То был снова голос времени, таинственно соположившего Некогда и Днесь, таинственного в своей действенности, таинственного в своей причинности, судьбоносного и в том и в другом.
—Я снова должен огорчить тебя, Август, мне придется повториться и со всей настойчивостью повторить тебе, что сила художественной символики неумолимо и жестко определяется временем и для нового познания ее уже недостаточно; искусство может порой догадываться об основе познания, но создать, заново создать ее— это выше его сил.
—При чем тут «заново создать»? Надо всего лишь продолжать создавать то, что испокон веков существовало и существует независимо ни от какого времени, даже если, допустим, смысл этого создаваемого порой вот как сегодня — для нас и затемняется; человек всегда остается одним и тем же, и неизменной остается основа его познания, о которой ты без конца твердишь, — настолько неизменной, что она, к твоему вяхцему удовольствию, преспокойно может определять любое познание. В основе основ ничто не меняется, не менялось и не изменится.
—О Август, познающими и познанными стояли некогда вкруг смертного боги.
—Ты намекаешь на времена Эсхила?
—И на них тоже.
—Боги не исчезли, и своими словами ты ноистине лишь подтверждаешь то, что и я говорю, — право же, мой друг; именно потому, что олимпийцы некогда царили непререкаемо и безраздельно, — именно потому мы должны вернуться к беспрекословной вере отцов, дабы искусство и философия обрели ту основу познания, на которой всегда стоял наш народ и которая потому и есть единственно верная основа.

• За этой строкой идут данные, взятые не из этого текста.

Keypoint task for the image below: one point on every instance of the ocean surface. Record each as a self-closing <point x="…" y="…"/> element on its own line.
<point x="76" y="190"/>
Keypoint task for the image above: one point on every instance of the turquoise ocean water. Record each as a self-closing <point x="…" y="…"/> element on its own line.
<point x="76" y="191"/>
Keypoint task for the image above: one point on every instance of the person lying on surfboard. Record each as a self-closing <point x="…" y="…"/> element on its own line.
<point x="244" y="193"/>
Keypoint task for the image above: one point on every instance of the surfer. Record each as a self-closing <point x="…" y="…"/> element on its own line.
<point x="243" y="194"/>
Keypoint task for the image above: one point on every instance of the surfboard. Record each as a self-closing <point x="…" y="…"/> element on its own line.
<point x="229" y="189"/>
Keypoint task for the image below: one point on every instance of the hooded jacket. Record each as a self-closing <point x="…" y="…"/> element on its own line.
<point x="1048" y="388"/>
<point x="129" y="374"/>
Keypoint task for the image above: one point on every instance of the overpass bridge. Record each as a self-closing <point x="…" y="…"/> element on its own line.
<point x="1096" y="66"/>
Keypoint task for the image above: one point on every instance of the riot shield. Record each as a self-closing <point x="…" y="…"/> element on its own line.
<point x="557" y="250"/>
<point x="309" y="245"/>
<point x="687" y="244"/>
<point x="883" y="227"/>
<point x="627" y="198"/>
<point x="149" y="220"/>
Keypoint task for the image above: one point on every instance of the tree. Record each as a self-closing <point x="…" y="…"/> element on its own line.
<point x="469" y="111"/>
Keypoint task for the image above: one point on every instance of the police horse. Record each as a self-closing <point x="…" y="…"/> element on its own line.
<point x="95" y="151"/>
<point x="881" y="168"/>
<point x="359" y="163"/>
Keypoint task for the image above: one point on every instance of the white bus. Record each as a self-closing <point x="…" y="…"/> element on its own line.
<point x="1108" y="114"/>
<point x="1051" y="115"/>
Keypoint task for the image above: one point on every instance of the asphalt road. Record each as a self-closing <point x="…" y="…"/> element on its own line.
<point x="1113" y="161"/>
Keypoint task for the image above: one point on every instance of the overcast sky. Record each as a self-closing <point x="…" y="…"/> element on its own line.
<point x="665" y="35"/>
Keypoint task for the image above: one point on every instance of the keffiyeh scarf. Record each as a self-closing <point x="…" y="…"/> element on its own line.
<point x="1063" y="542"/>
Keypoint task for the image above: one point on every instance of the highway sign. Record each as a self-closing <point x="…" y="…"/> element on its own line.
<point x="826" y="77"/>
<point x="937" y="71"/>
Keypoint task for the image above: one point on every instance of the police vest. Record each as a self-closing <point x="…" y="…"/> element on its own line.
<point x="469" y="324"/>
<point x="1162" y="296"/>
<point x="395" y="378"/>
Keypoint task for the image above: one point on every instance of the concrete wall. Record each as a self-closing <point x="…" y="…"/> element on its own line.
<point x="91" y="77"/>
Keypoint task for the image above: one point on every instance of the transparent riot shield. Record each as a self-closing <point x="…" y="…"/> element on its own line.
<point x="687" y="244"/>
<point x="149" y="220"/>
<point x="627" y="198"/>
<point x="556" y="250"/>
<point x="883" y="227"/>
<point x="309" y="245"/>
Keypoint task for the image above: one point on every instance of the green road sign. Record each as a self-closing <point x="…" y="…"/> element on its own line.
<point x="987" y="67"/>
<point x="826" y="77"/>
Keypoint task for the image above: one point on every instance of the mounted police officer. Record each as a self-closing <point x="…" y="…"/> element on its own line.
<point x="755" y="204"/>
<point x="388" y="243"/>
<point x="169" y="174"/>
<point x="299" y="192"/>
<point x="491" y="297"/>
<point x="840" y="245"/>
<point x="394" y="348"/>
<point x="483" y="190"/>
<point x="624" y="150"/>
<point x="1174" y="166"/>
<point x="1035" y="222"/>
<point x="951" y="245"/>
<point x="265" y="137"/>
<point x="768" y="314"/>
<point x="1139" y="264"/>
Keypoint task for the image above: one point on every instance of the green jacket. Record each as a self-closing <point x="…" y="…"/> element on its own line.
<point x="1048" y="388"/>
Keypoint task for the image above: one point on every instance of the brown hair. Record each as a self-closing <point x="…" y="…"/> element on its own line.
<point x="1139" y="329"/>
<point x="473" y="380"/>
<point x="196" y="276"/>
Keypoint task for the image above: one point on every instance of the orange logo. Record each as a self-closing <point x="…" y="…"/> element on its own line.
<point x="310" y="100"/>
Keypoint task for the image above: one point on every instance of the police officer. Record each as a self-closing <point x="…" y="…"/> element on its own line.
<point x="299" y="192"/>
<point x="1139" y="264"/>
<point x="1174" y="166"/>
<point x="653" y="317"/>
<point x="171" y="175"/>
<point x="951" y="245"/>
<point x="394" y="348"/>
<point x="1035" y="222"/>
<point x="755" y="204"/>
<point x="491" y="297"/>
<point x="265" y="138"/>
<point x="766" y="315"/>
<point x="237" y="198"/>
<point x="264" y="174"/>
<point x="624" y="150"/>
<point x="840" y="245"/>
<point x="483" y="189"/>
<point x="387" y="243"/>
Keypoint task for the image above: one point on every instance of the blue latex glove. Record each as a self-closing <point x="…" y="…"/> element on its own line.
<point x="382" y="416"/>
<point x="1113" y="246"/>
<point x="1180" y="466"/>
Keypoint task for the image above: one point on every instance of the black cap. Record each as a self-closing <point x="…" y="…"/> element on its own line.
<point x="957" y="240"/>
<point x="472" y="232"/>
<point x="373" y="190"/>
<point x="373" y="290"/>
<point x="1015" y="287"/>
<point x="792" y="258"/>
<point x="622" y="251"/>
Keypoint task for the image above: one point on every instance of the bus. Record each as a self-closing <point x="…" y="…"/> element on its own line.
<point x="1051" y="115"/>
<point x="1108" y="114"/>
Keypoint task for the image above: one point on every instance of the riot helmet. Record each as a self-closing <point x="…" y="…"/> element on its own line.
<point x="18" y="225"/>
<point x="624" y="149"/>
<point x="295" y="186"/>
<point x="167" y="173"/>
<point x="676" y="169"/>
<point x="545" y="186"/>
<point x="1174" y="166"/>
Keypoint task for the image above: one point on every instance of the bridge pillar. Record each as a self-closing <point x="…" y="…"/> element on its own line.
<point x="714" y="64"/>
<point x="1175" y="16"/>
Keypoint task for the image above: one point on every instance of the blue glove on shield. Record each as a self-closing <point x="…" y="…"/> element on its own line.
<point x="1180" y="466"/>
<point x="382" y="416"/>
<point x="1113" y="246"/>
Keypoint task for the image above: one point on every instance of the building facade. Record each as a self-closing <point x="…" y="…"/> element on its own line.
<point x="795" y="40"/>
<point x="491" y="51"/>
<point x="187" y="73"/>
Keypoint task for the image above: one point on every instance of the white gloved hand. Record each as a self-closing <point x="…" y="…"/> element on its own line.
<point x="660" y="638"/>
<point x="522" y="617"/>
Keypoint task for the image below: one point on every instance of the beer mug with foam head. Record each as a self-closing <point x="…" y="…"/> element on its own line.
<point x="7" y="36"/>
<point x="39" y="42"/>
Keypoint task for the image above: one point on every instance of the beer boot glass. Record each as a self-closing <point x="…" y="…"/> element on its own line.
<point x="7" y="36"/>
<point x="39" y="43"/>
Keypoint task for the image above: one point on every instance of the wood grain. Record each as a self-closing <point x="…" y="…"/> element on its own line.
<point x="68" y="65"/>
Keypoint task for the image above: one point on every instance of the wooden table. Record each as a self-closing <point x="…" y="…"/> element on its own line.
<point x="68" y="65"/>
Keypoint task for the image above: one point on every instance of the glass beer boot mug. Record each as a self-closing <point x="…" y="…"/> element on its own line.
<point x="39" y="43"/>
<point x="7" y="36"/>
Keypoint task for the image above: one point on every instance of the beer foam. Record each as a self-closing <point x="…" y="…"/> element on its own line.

—Тебе говорят и говорят, а ты отвечай, отвечай — так тягостно это принуждение!
—Вера отцов… Тог да еще не свершилось падения в пропасть беспамятства…
—Она уже преодолена.
—Преодолена, но только потому, что пришел ты. Тогда же, во времена отцов, не было вообще необходимости пробуждать веру, она была жива, она и изнутри, и извне была с человеческой жизнью одно целое.